Quando sono piccolissimi, invece, quali problemi hanno i bambini con Lps?
“All’inizio il grosso ostacolo è la suzione. Anche se restano attaccati al seno, succhiano male. Anche su questo fronte si gioca la nostra battaglia: un bimbo in queste condizioni non può essere trattato al pari degli altri. Potrà anche avere avuto un indice Apgar altissimo alla nascita ma va monitorato. Pensiamo all’ansia di una mamma che sa che non inghiotte latte e che non cresce”.
Le mamme vi contattano anche quando sono ancora in gravidanza?
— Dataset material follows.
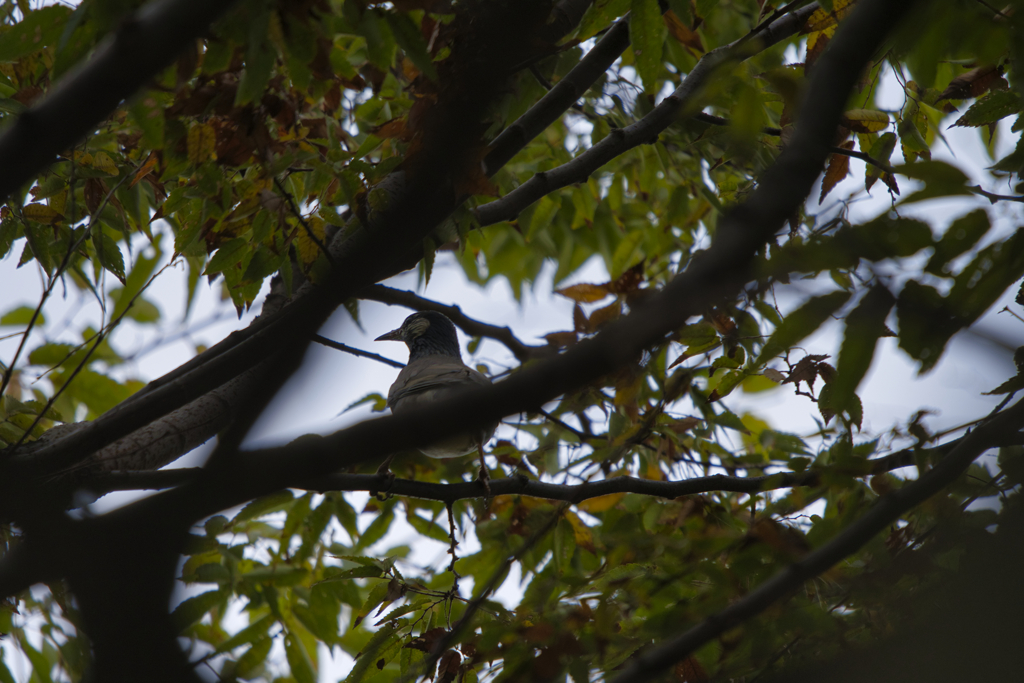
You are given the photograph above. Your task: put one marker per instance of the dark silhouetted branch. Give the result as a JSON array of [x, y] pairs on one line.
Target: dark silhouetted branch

“Sì, anche se non sempre la Lps si riesce a vedere con la morfologica. Io, per esempio, l’ho scoperto con l’ecografia del settimo mese. Spesso il bimbo ha la manina davanti alla faccia, se invece ha solo la Palato Schisi è quasi impossibile vedere all’interno della bocca. In chi lo copre prima del parto, in ogni caso, si scatena una grande ansia: nessuno ti dice quanto è grave, quanto osso manca, di quanto si è spostato il naso. Alcune donne scelgono di interrompere la gravidanza. Una scelta assolutamente personale che però a volte potrebbe essere evitata in presenza di informazioni corrette”.
Vi è capitato?
“Sì, una donna ha scoperto la nostra associazione solo dopo aver abortito. Avevano diagnosticata la Lps a suo figlio al quinto mese di gestazione e aveva solo tre giorni per decidere per l’Ivg. Presa dal panico, senza un indirizzo e con il tempo contato, ha deciso per la soluzione più estrema. Il fai da te è drammatico, assurdo. Siamo arrivati lunghi”.